Architecture Review Output
A useful review output is short and concrete.
Field: notes
Decision: local CRDT
Why: append/edit facts merge by stable ID
Boundary: actor must have note-write capability
Evidence: duplicate delivery, offline reconnect, unauthorized write tests
Field: audit_number
Decision: authority-routed
Why: uniqueness cannot be inferred locally from absence
Boundary: regional audit allocator
Evidence: partition test where two regions attempt close concurrently
Field: warning_tags.remove
Decision: authority or safety-specific remove-wins policy
Why: stale clients must not erase safety warnings
Boundary: safety authority and epoch
Evidence: malicious/stale removal tests
This format prevents two common review failures. First, it stops teams from saying "eventual consistency is okay" without naming what can be stale.
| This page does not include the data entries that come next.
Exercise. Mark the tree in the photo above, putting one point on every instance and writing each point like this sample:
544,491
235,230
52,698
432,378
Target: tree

Second, it stops teams from saying "we need strong consistency" for everything, when only a few fields need authority.
Failure Modes
- Reviewing data types instead of promises:
OR-setorregisterdoes not say whether the domain invariant is safe. - Hiding authorities: A system may claim to be coordination-free while quietly relying on one service for uniqueness, rights, or closure.
- Treating derived views as source state: Feeds, counters, and search indexes should usually rebuild from accepted operations.
- Ignoring trust boundaries: Mergeable unauthorized updates are still invalid.
- No answer for concurrent intent: If two users write conflicting assignments, the UI and workflow need a visible policy.
- No compaction story: Tombstones, dots, and operation logs cannot grow forever without stability signals.
- No migration story: Old clients can corrupt new semantics if semantic fields are silently dropped.
- No operational evidence: A design that cannot be tested, observed, or repaired is not ready for production.
Practice
Review this proposal:
Product:
multi-region maintenance board
Fields:
task title
task comments
task status
tags
assigned technician
inventory parts used
audit close number
notification feed
For each field, classify it:
local CRDT:
local with allocated rights:
authority-routed:
derived and repairable:
needs explicit conflict state:
Then choose one risky field and fill out:
domain promise:
invariant:
concurrent update example:
safe merge or authority boundary:
rejection/repair path:
test history:
dashboard signal:
Finally, write one sentence the UI should show when a user performs an action locally but the system must wait for authority.
Connections
010.mdintroduced invariant confluence; this review uses it to decide what can merge safely.011.mdintroduced escrow and bounded rights; the review uses rights when local work consumes scarce capacity.020.mdcovered observability and repair; those are required evidence for an approved design.021.mdcovered trust boundaries; every admitted operation in the design needs that lens.024.mdturns this review method into a capstone architecture for a mergeable multi-region application.
Resources
- [PAPER] Coordination Avoidance in Database Systems
- Focus: Use invariant confluence as the basis for deciding where coordination is necessary.
- [PAPER] Highly Available Transactions: Virtues and Limitations
- Focus: Separate highly available guarantees from stronger transactional guarantees.
- [PAPER] Keeping CALM: When Distributed Consistency is Easy
- Focus: Connect monotonic reasoning to coordination avoidance.
- [PAPER] A comprehensive study of Convergent and Commutative Replicated Data Types
- Focus: Recheck the data-type mechanics behind the review decisions.
- [BOOK] Designing Data-Intensive Applications
- Focus: Compare replication, transactions, derived data, and user-visible consistency trade-offs.
Key Takeaways
- Coordination-avoidance review starts from domain promises and invariants, not from a list of CRDT types.
- The best designs keep mergeable facts local and route uniqueness, rights, trust, and safety decisions to explicit boundaries.
- Every field should have a decision: local CRDT, local with rights, authority-routed, derived and repairable, or not suitable.
- A production-ready design includes evidence: merge tests, invariant histories, observability, repair paths, and migration behavior.